One doesn’t need a glance at the newspaper headlines or what’s doing the rounds on social media to realise the fact that there’s a lot that needs fixing in this world. From ensuring access to basic amenities of housing, sanitation, education and decent employment, all the way up to challenges of clean energy, climate change, automation, data security, proliferation of weapons and commercialised space travel, the scope for betterment is just an ever present reality. Riddled with inadequacy and imperfection, even one’s mundane everyday lived experience seems to admit of further improvement. Dissatisfaction with and disappointment in, the people, objects and situations that one comes into relationship with, seems to be the norm. It is in this context that people tend to view ideals as something that don’t quite map onto how the world really is or how it tends to function. But ideals don’t draw their significance or utility from whether they exist out there in the world yet or not. They instead become salient by shaping minds, inspiring initiatives and animating people to action. It is the pursuit of an ideal, the ‘working towards’ part which holds it’s true cash value.

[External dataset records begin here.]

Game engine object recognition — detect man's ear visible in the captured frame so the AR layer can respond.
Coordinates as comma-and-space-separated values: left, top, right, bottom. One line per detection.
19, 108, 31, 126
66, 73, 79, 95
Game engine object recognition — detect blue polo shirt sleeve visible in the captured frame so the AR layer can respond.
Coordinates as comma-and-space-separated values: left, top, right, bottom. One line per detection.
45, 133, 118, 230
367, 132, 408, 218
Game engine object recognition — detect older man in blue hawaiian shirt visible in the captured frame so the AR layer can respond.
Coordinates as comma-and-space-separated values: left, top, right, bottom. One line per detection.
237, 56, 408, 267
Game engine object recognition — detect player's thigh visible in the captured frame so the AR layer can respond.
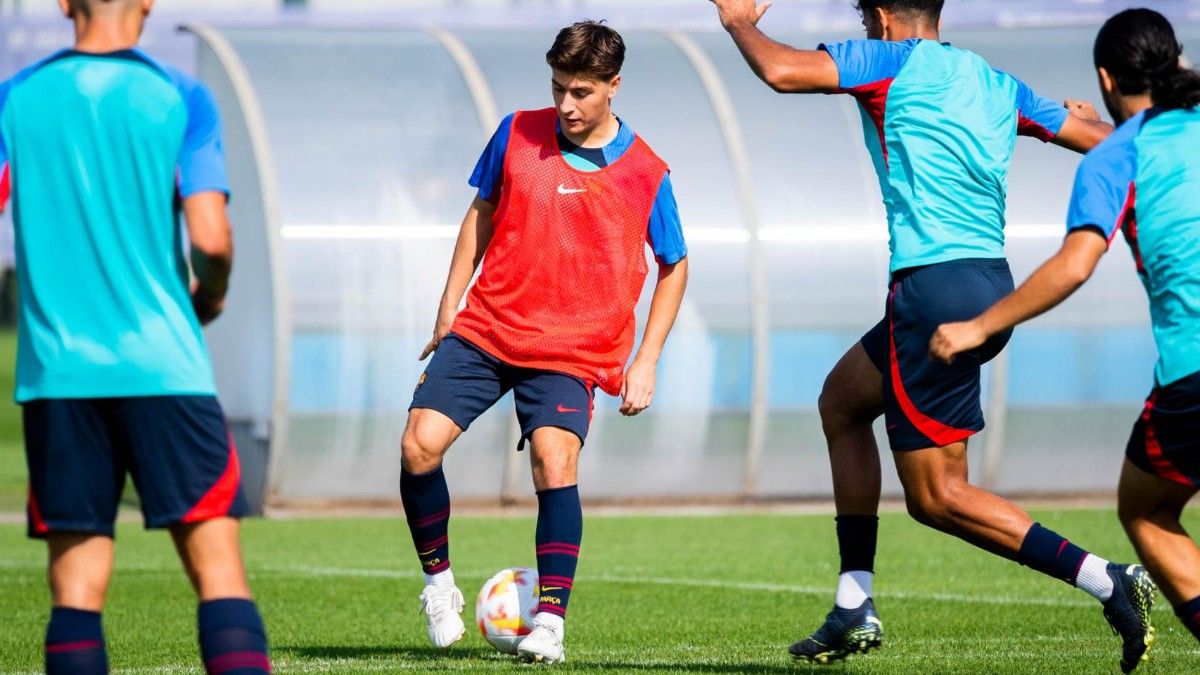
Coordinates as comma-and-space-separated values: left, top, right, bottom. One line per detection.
46, 532, 113, 611
404, 334, 508, 441
512, 369, 595, 447
170, 518, 250, 602
1117, 459, 1196, 525
114, 396, 248, 528
818, 333, 887, 424
22, 399, 126, 538
883, 259, 1012, 452
1126, 374, 1200, 490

Utopian ideals and even the ones infused only ever slightly with optimism, often seem lukewarm at best, when compared to the emotional salience and intensity of the dark, dull and villainous ones. Negativity in general comes across as more grounded, inevitable, visceral and more real, weighing on everyone’s lived reality. And a righteous pursuit of remedying the world, mitigating risks and healing it, comes across as a soft man’s project. A man who somehow has managed to remain distant from this inevitable imperfection that is by design. Perhaps a man who’s too reluctant to admit of moral grey areas in life. Someone too mellow to dig into the filth and far too determined to keep his own hands clean, as he stands in judgement of those who have the grit to get theirs dirty. Someone who treads on a different plane altogether, far from the dark underbelly of compromise, pain and tragedy. Who’s too unreal in his expectations and aspirations or maybe too privileged to know any better. ‘The real world is different’ is an all too common retort that reverberates the echo chambers of academic discourse, and considered by many to be a fair enough position to settle into in life. A self explanatory stance that seems to deliver an absolute knock out blow to any time taking long term enterprise.
It is true that the negatives, be it divisiveness, tribal hatred, violence or instant retribution speak to us on a deeper level. It probably has an evolutionary sway on our minds, driven by the circuitry of the more ancient portions of our apish brains. But as much as these feelings resonate with or feel natural and seem inevitable to us, it’s useful to remember that we’re no longer prisoners of our Cro-Magnon instincts. We’re not nervous brutes wandering the Pleistocene savannah, chucking spears at passing animals anymore, but cerebral problem solvers. Even though we’re predisposed to and driven by faulty impulses, as thinking beings we can get over our instinctual propensities without being seduced by them.
There would always be problems to solve in the world and many of which would outlive us. But imperfections and difficulties should not make us succumb to mediocrity or to relapse into hopelessness. Striving to fix things would always be a worthwhile pursuit over giving in to cynicism or appealing to futility. The problem might be intimidating and the solution might not be immediately forthcoming. But the real tragedy won’t be to have struggled with the solution all this while, but instead to find oneself as having become a part of the problem.